Kadın-Erkek Giysileri

KADIN VE ERKEK GİYSİLERİ

Giyim, insanlık tarihi kadar eskidir. Giyim kuşam; sanatın, endüstrinin ve aynı zamanda milli kültürün bir parçasıdır. Anadolu halkının yakın zamanlara kadar giydiği ve hâlâ özel günlerde kullandığı giysiler ve başlıklar, bölgeden bölgeye değişmektedir. Bu değişiklikler mahallî gelenekler ile fertlerin birbirinden ayrı olan zevklerinden ve iklim şartlarıyla, tarihî nedenlerden ileri gelmektedir.

Kadın giyiminde bedene giyilenler: Üçetek, entari, şalvar, gömlek, yelek, cepken, takım vb. İç giyiminde genellikle ev dokumalarından farklı kesim ve süslemelerle gömlekler; dış giyimde ise yine bölgelere göre peşli, peşsiz entarilerde işleme, kesim, boy, giyiliş şekli farklılıklar göstermektedir. Alta giyilen şalvarın kesimi, kumaşı, süsleme ve giyiliş şekli de farklıdır. Bele bağlanan kuşaklar, öne giyilen önlükler, yöre koşullarına, zevk, kullanım alanlarına göre değişiklik gösterir. Cepkenlerde de süsleme, kesim, boy (kol, etek) farklıdır; “salta, hırka, yelek” gibi isimler alır. Yine çoraplar ve ayakkabılar yörelere göre farklı uzunluk, renk ve nakışlarla süslüdür.

Başa takılan, başa giyilen, örtülen vb.: Keten, fes, tepelik, yemeni, tülbent, çit, çalık, alınlık, duluk, tozak.

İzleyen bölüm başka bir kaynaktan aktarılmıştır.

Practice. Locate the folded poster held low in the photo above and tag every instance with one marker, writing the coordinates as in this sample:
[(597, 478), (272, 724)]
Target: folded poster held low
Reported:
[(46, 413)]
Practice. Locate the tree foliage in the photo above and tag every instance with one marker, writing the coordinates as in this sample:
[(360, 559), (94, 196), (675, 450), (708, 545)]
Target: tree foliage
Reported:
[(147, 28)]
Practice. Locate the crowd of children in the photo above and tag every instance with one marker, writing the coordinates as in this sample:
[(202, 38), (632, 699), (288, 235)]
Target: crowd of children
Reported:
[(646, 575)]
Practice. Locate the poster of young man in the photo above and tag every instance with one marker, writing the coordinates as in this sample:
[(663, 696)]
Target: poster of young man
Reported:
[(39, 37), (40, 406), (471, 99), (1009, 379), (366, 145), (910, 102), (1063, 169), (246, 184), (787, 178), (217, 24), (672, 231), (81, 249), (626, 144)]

Saça Takılanlar: Boncuk, sırma, sim.
Boyna Takılanlar: Altın, kıstı, hamaylı.
Yüz Süsleri: Pul, hızma, küpe.
Ayağa Takılanlar: Halhal, yüzük.

Alan araştırması sırasında kaynak kişilerden elde edilen bilgiler ışığında Ahlat kadını giyimi;

Elbise / Fistan: Eskiden üç peşli entari giyildiği, genellikle koyu renk (siyah, kırmızı, bordo, yeşil) tercih edildiği ve kadifeden dikildiği aktarılmıştır. Arka eteğin çok bol olduğu, yaka kenarları ve etek uçlarının tamamen işli olduğu belirtilmektedir.

Üç peşten başka, yörede fistan/ fiston giyilmektedir. Fistanın arkası robalı, kolları uzun ve uçları büzmeli/manşetlidir. Belden aşağısı çok bol, boyu topuk görünmeyecek şekilde uzun olmaktadır.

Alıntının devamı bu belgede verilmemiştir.